For that reason alone, Zenna with its affordable, small plates menu should be able to pay the rent by feeding the area night crawlers after last call at the local bars. As if that weren’t enough to make this new restaurant a popular draw to the area, they also deliver.

The vibe: The exterior is clad in aluminum and the interior is separated into the bar area on the right and the main dining room on the left with a full sushi bar along the back wall. You’ll find high tops and bar stools in the bar area (which was the preferred seating area on a recent weeknight) and scattered four-tops and booths in the dining area.

The booths were comfy, high-backs in a purple, sparkle vinyl. Pops of purple and rosy pink blend with wooden table-tops and black ladder back chairs. Ample windows allow glimpses to the busy street and bright LED track lighting reflects on glossy concrete flooring. The mounted televisions didn’t distract from dinner.

The food: The menu covers a lot of ground and is filled with photographs so you know what to expect. It reminds me of the photo-filled menus you sometimes find when traveling in places where you don’t speak the language well while pointing and nodding hopefully at your request.

A full-range sushi bar has most nigiri (raw sliced fish atop rice) under $5 for two pieces and most sashimi (raw sliced fish) under $10 for five pieces. Basic to specialty rolls are also very affordable. We sampled the Plano roll ($9.75) with its circular plating arrangement and bright red salty tobiko roe. It was filled with salmon, tuna, avocado and cucumber, topped with spicy tuna and draped in spicy mayonnaise. The fish tasted fresh but the ripe avocado overpowered the fish and the rice was a little on the dry side for my liking.
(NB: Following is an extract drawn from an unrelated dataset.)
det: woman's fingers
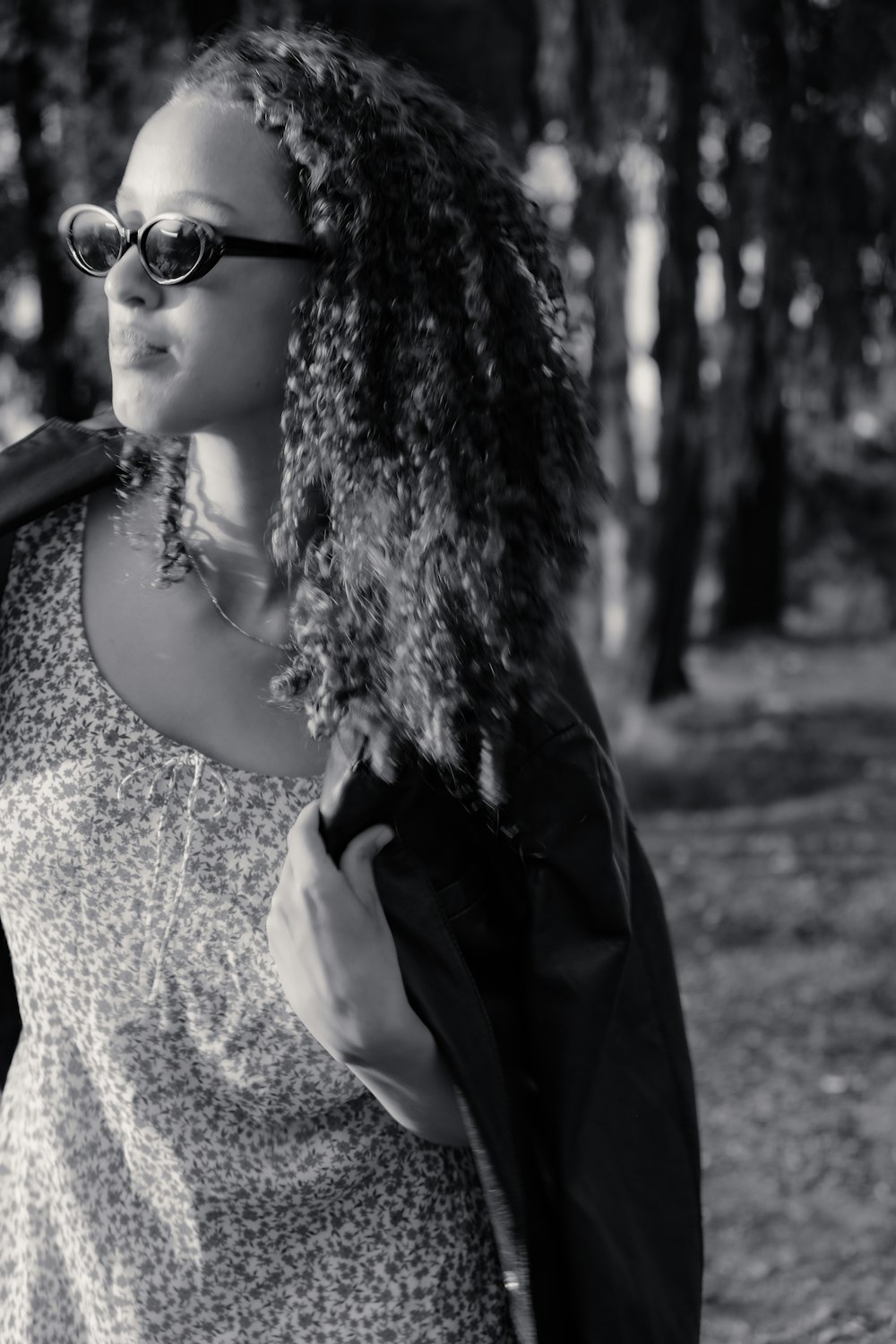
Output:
[339,827,395,913]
The yakitori chicken ($4.95) is three standard grilled chicken skewers with a sweet and sticky teriyaki sauce and a fun spice mix for dipping. The garlic crispy pork ribs were a disappointment. Without much meat on the bone, the pile of pork was chewy and dusted with toasted garlic.
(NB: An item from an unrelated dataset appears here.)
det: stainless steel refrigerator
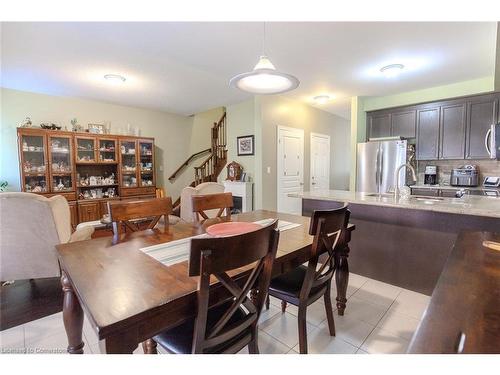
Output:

One of my dining companions is not very adventurous, and he took the safe bet and went with Thai fried rice with beef ($9.99). It was a safe bet and filling portion, a huge mound of fried rice with plenty of fried egg and beef. The only thing that made it Thai was the addition of chunks of tomato tossed into the wok and its sliced cucumber garnish on the side.

We also tried a Thai noodle dish, the Pad Kee Mow with beef ($10.25). It was a very satisfying version with crunchy bean sprouts mixed in. The flat noodles where not overly saucy but had a wonderful ginger flavor with a few fresh basil leaves tossed throughout the dish giving it a real zing.
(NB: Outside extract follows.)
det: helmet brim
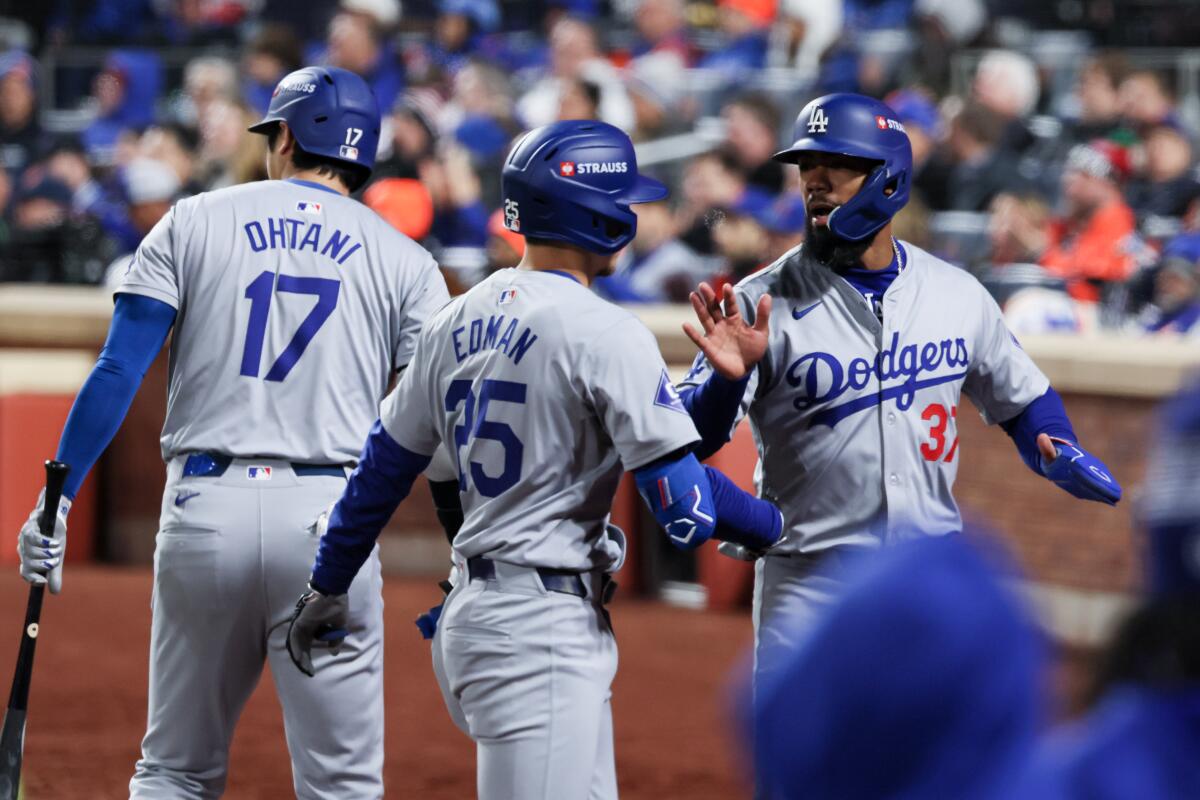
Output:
[246,116,283,134]
[622,175,670,204]
[770,137,883,164]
For dessert we tried the crispy fried banana ($4.75). It was a bland dish with a thick coating on the deep-fried bananas which were arranged around a scoop of vanilla ice cream. A drizzle of caramel sauce and a few coconut flakes couldn’t make it less meh.

The verdict: The menu has a lot to explore and the prices are right. I will be back to try one of the yummy-looking curry dishes. The soups and many of the entrees look very appealing as well.

When lunch service launches soon, there will be a full range of bento boxes ranging between $6.25 and $10.25. Just another fun way to explore more on the Zenna menu. According to management, the weekend and late-night crowd has already found the restaurant, and at this price-point it is an inviting space to dine or call in for delivery.

Service was good and the staff all collaborated well but since we ordered many small shareables, the dishes piled up unnecessarily. Zenna doesn’t claim to be highbrow or extraordinary Asian cuisine. Instead, they are serving broad range of the greatest hits that Thai and Japanese lovers are craving. Zenna knows its niche and should be a welcome addition to the area.


3001 Bledsoe St., 682.250.7230,

Hours: 5 p.m.-3 a.m. everyday. (Lunch service will be added soon, hopefully by June from 11 a.m.-3 p.m. and a happy hour from 3 p.m.-7 p.m.).